China will become the top overseas global tourism market for the U.S. by 2025, overtaking the UK. Only 220 million Chinese currently have passports, which is only approximately 16% of the country. That is less than half of U.S. totals. According to the State Department’s 2016 figures, 36% of Americans hold a passport. Imagine the global impact when more Chinese see travel as a worthwhile endeavour. The summit was peppered with predictions that China’s “Tier 2 Markets” are going to emerge fast, creating a second wave of first-time global tourists from the country.

FIT trips are among the fastest growing segments for Chinese tourism in the U.S. The so-called Fly and Drive market is the thin wedge in the push for new, fresh aspects of traditional destinations, according to Chinese officials in attendance. “We want to build on our first trips to New York and San Francisco,” said Yu Ningning, of the CITS Head Office. Brand USA is projecting that by 2018, almost half of Chinese travelers to the U.S. will be FIT (versus the more traditional group tours). To harness the demand, Brand USA is creating road trip itineraries and cinematic videos to seed Chinese social media. And speaking of which…

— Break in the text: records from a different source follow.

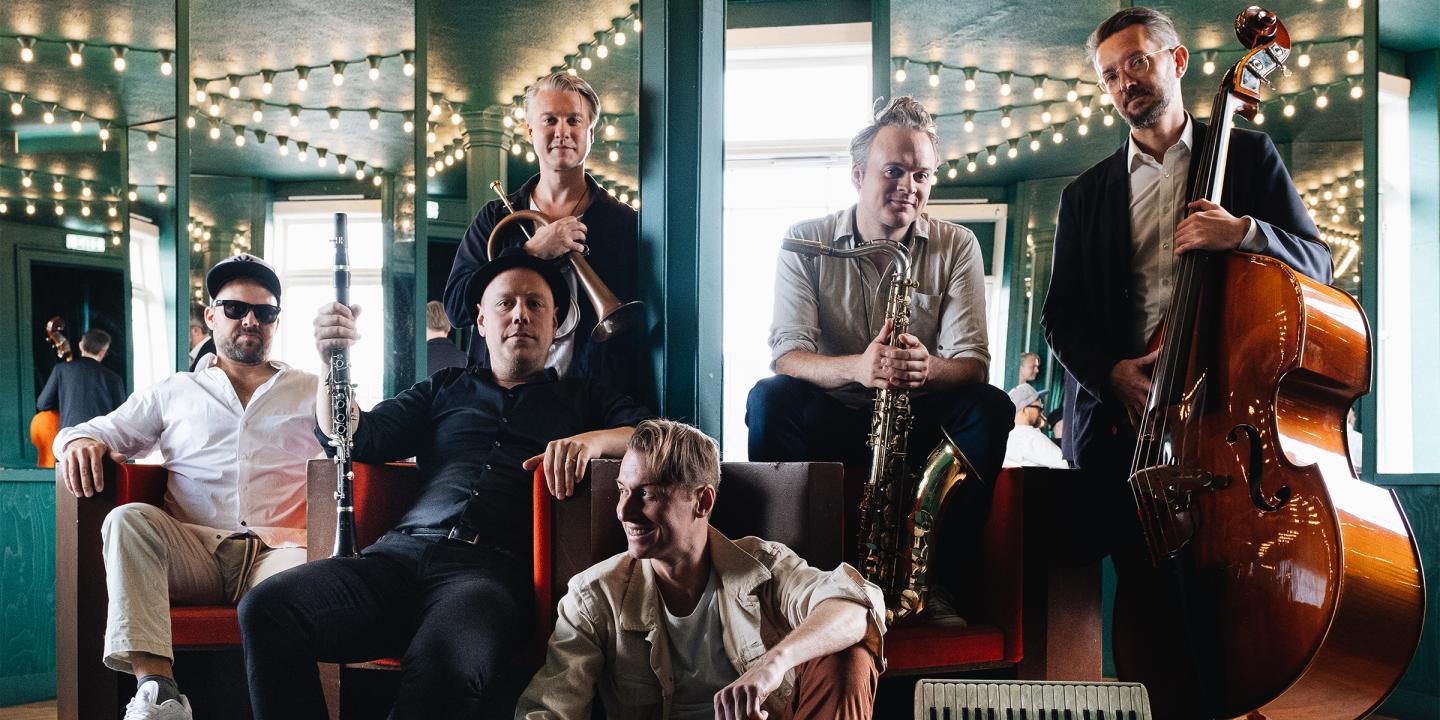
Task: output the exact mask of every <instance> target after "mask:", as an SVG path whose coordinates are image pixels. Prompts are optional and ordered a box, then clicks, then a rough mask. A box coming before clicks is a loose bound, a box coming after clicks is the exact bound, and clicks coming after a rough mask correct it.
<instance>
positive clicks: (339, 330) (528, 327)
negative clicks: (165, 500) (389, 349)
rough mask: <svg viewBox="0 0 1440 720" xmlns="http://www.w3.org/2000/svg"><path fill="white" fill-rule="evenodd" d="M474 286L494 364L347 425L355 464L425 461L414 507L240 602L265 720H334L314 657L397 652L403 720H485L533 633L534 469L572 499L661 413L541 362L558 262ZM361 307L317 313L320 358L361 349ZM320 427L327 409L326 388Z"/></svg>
mask: <svg viewBox="0 0 1440 720" xmlns="http://www.w3.org/2000/svg"><path fill="white" fill-rule="evenodd" d="M468 282H469V285H468V288H467V298H468V300H467V302H468V305H469V307H471V308H472V310H474V311H475V327H477V330H478V333H480V336H482V337H484V338H485V347H487V350H488V351H490V367H481V366H478V364H471V366H469V367H449V369H445V370H441V372H438V373H435V374H433V376H431V377H429V379H426V380H422V382H419V383H418V384H415V386H413V387H410V389H408V390H405V392H402V393H400V395H399V396H396V397H395V399H390V400H384V402H382V403H379V405H376V406H374V409H372V410H369V412H357V413H354V415H353V416H351V418H350V428H351V433H353V456H354V459H357V461H361V462H387V461H397V459H403V458H409V456H412V455H413V456H415V459H416V469H418V471H419V475H420V491H419V500H416V503H415V507H412V508H410V511H409V513H408V514H406V516H405V517H403V518H402V520H400V523H399V524H397V526H396V527H395V530H392V531H390V533H386V534H384V536H383V537H382V539H380V540H379V541H377V543H374V544H373V546H370V547H367V549H364V550H363V552H361V553H360V557H354V559H350V557H346V559H328V560H318V562H314V563H308V564H304V566H301V567H297V569H294V570H289V572H287V573H282V575H279V576H276V577H272V579H271V580H269V582H266V583H265V585H262V586H261V588H256V590H255V592H253V593H251V595H249V596H246V598H245V602H242V603H240V634H242V635H243V638H245V664H246V672H248V674H249V687H251V706H252V708H253V713H255V717H256V720H271V719H278V717H287V719H289V717H304V719H317V720H318V719H323V717H327V714H325V704H324V698H323V696H321V687H320V678H318V674H317V670H315V662H317V661H325V662H348V661H367V660H374V658H382V657H400V658H402V664H403V668H405V671H403V675H402V678H400V693H399V698H397V700H396V703H395V707H393V710H392V711H390V717H393V719H406V717H415V719H431V717H478V716H480V711H481V694H482V693H484V690H485V685H487V683H488V681H490V680H491V678H492V677H494V675H495V672H497V670H498V668H500V665H501V662H504V661H505V658H507V657H508V655H511V654H513V652H514V649H516V648H517V647H518V644H520V642H521V641H523V639H524V638H527V636H528V634H530V629H531V622H533V618H534V606H533V605H534V600H533V595H531V577H530V537H531V533H530V518H531V517H533V513H531V492H530V485H531V480H530V477H531V471H533V469H534V468H536V467H539V465H541V464H543V465H544V469H546V477H547V478H549V481H550V491H552V492H553V494H554V495H556V497H567V495H570V492H572V491H573V490H575V485H576V482H579V481H580V478H582V477H583V474H585V468H586V465H588V464H589V461H590V459H592V458H600V456H611V458H618V456H621V455H622V454H624V452H625V444H626V442H628V441H629V436H631V432H632V431H634V426H635V425H636V423H639V422H641V420H644V419H647V418H649V416H651V415H649V412H648V410H645V409H644V408H641V406H639V405H636V403H635V402H632V400H631V399H628V397H626V396H624V395H621V393H619V392H616V390H612V389H609V387H606V386H602V384H599V383H596V382H595V380H590V379H586V377H566V379H560V377H559V376H557V374H556V372H554V370H550V369H546V354H547V351H549V348H550V344H552V341H553V340H554V333H556V328H557V327H559V324H560V323H562V321H563V320H564V314H566V311H567V310H569V308H570V300H569V288H567V285H566V282H564V279H563V278H562V276H560V274H559V272H557V271H556V269H554V266H553V265H552V264H549V262H546V261H541V259H539V258H534V256H531V255H523V253H517V255H507V256H503V258H497V259H495V261H494V262H490V264H487V265H485V266H484V268H481V269H478V271H477V272H475V274H474V275H472V276H471V278H469V281H468ZM354 318H356V310H354V308H348V307H344V305H340V304H334V302H333V304H328V305H325V307H323V308H320V315H318V317H317V318H315V347H317V350H318V351H320V354H321V356H327V357H328V354H330V351H333V350H336V348H340V347H350V346H353V344H354V343H356V341H357V340H359V337H360V336H359V333H356V324H354ZM314 402H315V410H317V418H318V420H320V428H330V426H331V419H330V402H328V396H327V393H325V390H324V389H321V390H320V392H317V395H315V400H314Z"/></svg>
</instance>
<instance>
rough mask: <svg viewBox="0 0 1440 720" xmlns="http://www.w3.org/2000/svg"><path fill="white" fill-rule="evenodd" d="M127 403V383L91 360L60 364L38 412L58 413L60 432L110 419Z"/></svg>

According to fascinating research presented by Alex Cheng, VP and GM of Baidu USA, 60% of the planet’s sharing economy is Chinese. “Word of mouth, recommendations and inspiration to emulate the adventures of your friends and family is a fundamental driver in China,” he says. He noted that key opinion leaders (KOLs) resonate more among the mainstream in China than in the U.S. Chinese influencers are also able to sell directly from their feeds, essentially closing the gap between recommendations and conversions in a way that doesn’t yet exist in the U.S.

Another gap—and opportunity for global vendors catering to Chinese travelers—is payment. We were told on multiple occasions how “the Chinese don’t use cash or credit.” Their payment method? Their phones, usually by way of Alipay and WechatPay. And Chinese travelers are consuming—and sharing—with their phones overwhelmingly. Entire travel platforms are dominating. Mafengwo, for example, is a Chinese travel social media site that enables users to share travel experiences with each other. “We are the new TripAdvisor,” said co-founder and COO Gang Lv. “In fact we’re superior due to our domination in China and mobile convenience.”

The Atlanta event may have been invite only, but educating the marketplace about marketing to and receiving the Chinese traveler is part of Brand USA’s mandate. Their series of webinars is just one example. The next webinar is Thursday at 1 p.m. EST and covers SEO marketing in China. Best of all, it’s free and doesn’t require the risk of a middle seat to get there.